#digital_humanities

Augmented Editions and Fluid Textuality

As I mentioned in discussion last week, one of the concepts in the Digital_Humanities reading from p. 29-42 already somewhat familiar to me from other literary research methods is the idea of the fluid text, which resembles some of the theory behind “genetic criticism,” an approach to manuscripts and other “avant textes” (“before-texts”) developed in France. One of the central tenets of genetic criticism is that the study of genesis, evolution, and revision through primary documents should not treat published works as the culmination of a teleological process that contains the meaning of all previous versions, but rather another instance in a series of independently meaningful versions. On p. 35-6, the authors of Digital_Humanities make a strong case for the usefulness of DH techniques and platforms for genetic projects that track versioning, and they also theorize an equivalent genetic practice for scholarship, in which evolving digital research-results would retain version-history: “what appears at first to be a single page of a text or object extends through a multiplicity of embedded layers, each displaying a different facet of an argument or history of a work’s production” (36). But whereas genetic criticism almost invariably takes an interest in the work of a central author, DH fluid textuality allows for the arrival or disappearance of many authors.

Locative Investigation and Thick Mapping

This section contributes to my sense that one of DH’s particular pedagogical uses is its projects’ ability to serve students both as a repository of humanities knowledge and as a ground for practical applications of humanities skills. Of course, it has always been possible to apply, say, the skills of literary close-reading to a critical article (to my mind, this seems more useful, in fact, than applying the same skills to “Code, Software, and Platform Studies,” p. 53-4), but the interactivity of DH projects makes this kind of engagement more automatic and familiar.

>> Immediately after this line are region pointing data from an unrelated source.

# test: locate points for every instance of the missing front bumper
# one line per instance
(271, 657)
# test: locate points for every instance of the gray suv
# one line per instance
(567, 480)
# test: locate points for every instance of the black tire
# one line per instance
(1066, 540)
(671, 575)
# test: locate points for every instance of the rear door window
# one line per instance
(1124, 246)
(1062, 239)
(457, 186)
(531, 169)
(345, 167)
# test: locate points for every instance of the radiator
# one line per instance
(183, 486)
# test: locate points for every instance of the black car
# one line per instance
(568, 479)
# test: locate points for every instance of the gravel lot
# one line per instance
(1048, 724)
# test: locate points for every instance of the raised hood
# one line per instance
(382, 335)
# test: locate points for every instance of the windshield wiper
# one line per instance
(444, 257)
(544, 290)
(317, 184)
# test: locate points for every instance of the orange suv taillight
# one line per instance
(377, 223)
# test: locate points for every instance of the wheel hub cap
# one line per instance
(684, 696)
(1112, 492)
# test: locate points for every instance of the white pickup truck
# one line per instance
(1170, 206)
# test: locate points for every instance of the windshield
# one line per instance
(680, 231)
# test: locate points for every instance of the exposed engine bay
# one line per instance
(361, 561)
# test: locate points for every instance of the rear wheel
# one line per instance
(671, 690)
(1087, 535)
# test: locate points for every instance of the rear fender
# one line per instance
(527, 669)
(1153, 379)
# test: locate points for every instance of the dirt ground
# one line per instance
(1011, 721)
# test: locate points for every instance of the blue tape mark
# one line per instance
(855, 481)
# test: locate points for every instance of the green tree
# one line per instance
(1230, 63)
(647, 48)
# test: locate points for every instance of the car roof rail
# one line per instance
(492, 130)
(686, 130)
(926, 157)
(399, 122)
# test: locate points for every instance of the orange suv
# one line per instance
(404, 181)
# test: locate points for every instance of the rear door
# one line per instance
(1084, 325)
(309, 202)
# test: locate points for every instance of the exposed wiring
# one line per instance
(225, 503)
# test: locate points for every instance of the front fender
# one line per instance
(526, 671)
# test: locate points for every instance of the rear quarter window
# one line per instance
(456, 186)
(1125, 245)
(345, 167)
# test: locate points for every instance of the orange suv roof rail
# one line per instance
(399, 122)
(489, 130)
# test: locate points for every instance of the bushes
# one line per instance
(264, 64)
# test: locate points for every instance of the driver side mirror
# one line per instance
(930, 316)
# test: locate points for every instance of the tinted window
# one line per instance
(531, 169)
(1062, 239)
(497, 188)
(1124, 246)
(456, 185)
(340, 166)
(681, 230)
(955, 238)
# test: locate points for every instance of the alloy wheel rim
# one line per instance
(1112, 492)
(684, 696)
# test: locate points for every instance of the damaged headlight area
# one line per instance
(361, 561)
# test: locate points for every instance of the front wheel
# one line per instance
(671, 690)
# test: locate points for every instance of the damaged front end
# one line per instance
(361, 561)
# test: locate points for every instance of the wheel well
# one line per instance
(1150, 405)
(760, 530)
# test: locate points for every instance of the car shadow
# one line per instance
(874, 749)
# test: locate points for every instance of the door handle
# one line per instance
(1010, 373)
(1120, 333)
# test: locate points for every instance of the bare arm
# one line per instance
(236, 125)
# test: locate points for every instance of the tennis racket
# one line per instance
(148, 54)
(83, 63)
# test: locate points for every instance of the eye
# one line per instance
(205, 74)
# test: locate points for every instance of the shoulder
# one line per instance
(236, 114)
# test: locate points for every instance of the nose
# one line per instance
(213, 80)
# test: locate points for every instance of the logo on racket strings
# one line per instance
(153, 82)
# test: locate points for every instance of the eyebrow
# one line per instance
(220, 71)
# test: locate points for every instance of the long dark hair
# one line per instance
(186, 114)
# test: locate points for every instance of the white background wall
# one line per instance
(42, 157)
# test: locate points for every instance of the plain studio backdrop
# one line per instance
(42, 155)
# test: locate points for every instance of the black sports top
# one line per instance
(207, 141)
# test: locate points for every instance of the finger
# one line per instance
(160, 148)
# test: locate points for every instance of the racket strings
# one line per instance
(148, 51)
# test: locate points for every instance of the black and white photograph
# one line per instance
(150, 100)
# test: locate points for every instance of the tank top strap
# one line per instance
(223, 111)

In the case of “Thick Mapping” projects, the lessons of fields like Anthropology, History, or Literature about subjectivity and contingency will have an immediate effect on students who become aware of their own individual navigations inside digital maps and data. Because DH projects are generally based on curated worlds of data, larger and more versatile than the narrowly selected examples used for a rigid argument, students (as well as other researchers and members of the public) can work out what to select and focus on for themselves.